Even though you can't convince me that Keith is ever going to be able to hold a job, I still miss his commentary and I miss the perspective he brings to American political discourse:

If all the belching and bellowing voices in that marketplace are in ideological disagreement about Trump or any other candidate real or fantastic, ranging from Hillary Clinton to St. Francis of Assisi, we're fine. It's unintentional but entirely suitable that the phrase "polite political discourse" includes a homophone for the word "coarse." But if these Crank-It-to-11 competitors all find themselves in agreement that Trump, and the coverage of Trump, and the blowback to Trump, and the advertising dollars spent on the coverage of the blowback to Trump, constitute a cash explosion in a dying journalistic ecosystem whose healthiest part had been broadcast and cable news until recently there came a plague of locusts called cord-cutters — then we've got trouble.

Because now you can ask any question about Trump, Trumpism or anti-Trumpism except the existential ones, because the existential ones could lead him to stop calling in to your morning show and providing you with your highest-rated hour for free. You can't go meta on the perfect storm that has thrust up this Howard Beale of presidential candidates. You can't say, "Never mind the politics, what kind of man could boast on national television that he'd just raised $6 million for veterans' groups, then deny he'd ever said 6, then when told his boast is on tape demand that you play it for him, then make it impossible for you to play it for him?"

If he is scheduled to do 20 Trump town halls for you between now and the election, thus saving you about a month's worth of production costs for your average cable news show (a million or two, depending on how much you pay your meat puppet), you don't examine what's going on inside of a man who could first pretend to be his own media spokesman, then boast about his own sexual conquests in the third person, then admit the deception to a reporter, then again admit it on the legal record, then deny it on national television, then when pressed about it byThe Washington Post simply hang up the phone.

I miss him because he's right. The American media complex is completely and utterly in bed with Donald Trump.

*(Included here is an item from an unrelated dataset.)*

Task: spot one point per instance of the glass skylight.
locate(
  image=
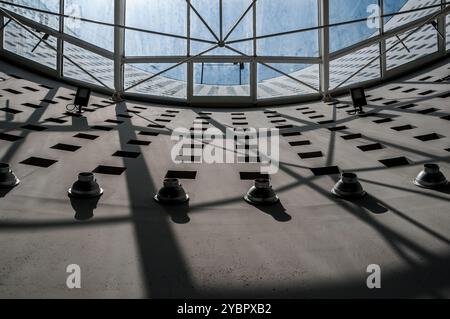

They may loathe his politics, but he is feeding them far too much revenue right now for any of them to risk being "cut off" from access. If Trump were to make good on a threat to ban one of the major networks, their news division would take the blame from their corporate leadership for costing the overall network millions in ad revenue.

This is why it's okay to demonize Hillary Clinton--she doesn't bring them buckets full of cash and clicks and ratings points. She merely brings substance and actual ideas and experience. In America today, none of that's worth a damned thing when you're chasing the last dollar blowing through town.